Pest free Banks Peninsula agreement launched today
Conservation Minister Eugenie Sage today launched a milestone agreement towards a pest free Banks Peninsula/Te Pātaka o Rākaihautū in Canterbury.
More than a dozen participating groups and agencies including the Banks Peninsula Conservation Trust, Department of Conservation (DOC), Christchurch City Council, Environment Canterbury and Ngāi Tahu rūnanga today signed a memorandum of understanding to work together to remove pest animals from the 115,000 hectare peninsula by 2050.
“This is a significant step towards the vision of a pest free Banks Peninsula and builds on decades of community driven ecological restoration work,” Eugenie Sage said.

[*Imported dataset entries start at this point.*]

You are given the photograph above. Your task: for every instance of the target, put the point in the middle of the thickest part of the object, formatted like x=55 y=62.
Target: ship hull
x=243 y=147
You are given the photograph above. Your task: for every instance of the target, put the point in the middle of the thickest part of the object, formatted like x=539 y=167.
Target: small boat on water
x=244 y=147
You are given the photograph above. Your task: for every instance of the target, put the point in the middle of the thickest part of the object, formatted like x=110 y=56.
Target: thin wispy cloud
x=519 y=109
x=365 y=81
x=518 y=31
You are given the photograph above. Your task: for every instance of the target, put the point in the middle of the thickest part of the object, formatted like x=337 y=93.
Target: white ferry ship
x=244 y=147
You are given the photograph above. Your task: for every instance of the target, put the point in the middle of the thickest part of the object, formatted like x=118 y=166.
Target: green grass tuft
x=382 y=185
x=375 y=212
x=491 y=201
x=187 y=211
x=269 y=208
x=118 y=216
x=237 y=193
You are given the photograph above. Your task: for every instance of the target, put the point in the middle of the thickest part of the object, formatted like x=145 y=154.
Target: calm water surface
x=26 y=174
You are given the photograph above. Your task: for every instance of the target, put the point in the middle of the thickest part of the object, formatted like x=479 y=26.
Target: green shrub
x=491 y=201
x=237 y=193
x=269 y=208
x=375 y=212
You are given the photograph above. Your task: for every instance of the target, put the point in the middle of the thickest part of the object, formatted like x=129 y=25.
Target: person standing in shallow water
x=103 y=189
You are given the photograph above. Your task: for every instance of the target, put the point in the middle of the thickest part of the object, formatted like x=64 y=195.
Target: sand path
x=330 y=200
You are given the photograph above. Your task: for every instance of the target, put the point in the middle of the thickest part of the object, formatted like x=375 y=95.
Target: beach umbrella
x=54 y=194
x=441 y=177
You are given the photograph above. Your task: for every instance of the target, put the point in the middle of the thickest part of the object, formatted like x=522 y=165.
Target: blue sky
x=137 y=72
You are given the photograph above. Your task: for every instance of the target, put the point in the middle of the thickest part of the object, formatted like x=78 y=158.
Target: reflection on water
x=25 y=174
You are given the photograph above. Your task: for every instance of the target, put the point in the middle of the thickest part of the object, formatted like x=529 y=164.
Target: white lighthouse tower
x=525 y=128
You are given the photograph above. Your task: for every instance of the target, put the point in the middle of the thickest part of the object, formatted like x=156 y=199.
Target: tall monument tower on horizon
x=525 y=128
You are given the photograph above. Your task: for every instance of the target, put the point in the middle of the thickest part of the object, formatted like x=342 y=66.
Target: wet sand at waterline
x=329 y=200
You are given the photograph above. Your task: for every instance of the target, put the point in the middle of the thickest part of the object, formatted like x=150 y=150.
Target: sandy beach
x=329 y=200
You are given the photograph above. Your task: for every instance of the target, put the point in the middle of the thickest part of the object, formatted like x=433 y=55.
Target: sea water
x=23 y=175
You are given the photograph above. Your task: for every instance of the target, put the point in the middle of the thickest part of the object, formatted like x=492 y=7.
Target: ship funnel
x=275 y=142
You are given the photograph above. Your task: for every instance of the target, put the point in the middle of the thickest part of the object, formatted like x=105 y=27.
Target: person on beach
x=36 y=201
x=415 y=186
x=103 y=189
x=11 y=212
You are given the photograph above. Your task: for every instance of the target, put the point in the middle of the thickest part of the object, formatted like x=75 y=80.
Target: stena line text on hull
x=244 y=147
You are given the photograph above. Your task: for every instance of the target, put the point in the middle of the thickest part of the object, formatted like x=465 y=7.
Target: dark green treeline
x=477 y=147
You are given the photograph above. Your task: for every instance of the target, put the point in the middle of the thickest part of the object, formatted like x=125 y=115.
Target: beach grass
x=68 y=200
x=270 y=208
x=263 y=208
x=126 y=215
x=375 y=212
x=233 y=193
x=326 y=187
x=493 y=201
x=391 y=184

“There is a strong history of community and landholder conservation on the peninsula and the pest free vision has been developed by the Banks Peninsula Conservation Trust in consultation with landowners and the community.
“The growth of trapping groups on Banks Peninsula and among Port Hills and Lyttelton Harbour communities shows there is widespread community support for this venture.”
Banks Peninsula, which includes Kaitorete Spit, has diverse landscapes and a rich array of native plants and animals. As a peninsula indented with deep bays, its geography ideally supports the staged control and removal of animal pests.
Eugenie Sage said significant inroads had already been made on reducing possum and goat numbers in recent years and there were long-standing successful trapping programmes.
“Projects like Wildside, where intensive trapping over 13.500 ha has doubled the populations of white-flippered penguin/kororā and sooty shearwater/tītīon at the south-eastern side of Banks Peninsula, show the potential of a pest-free environment.
“The white-flippered penguin/kororā colony at Pōhatu/Flea Bay has gone from 700 to more than 1200 nests in the last 18 years and has enabled a thriving ecotourism business as well as delighting thousands of people on evening penguin tours.
“Pest Free Banks Peninsula is a wonderful local initiative to restore native biodiversity, like the recently returned tuī, that will also contribute to a predator free New Zealand.
“This community-led programme will transform the environment for our native plants and wildlife to flourish on the doorstep of our second largest city.”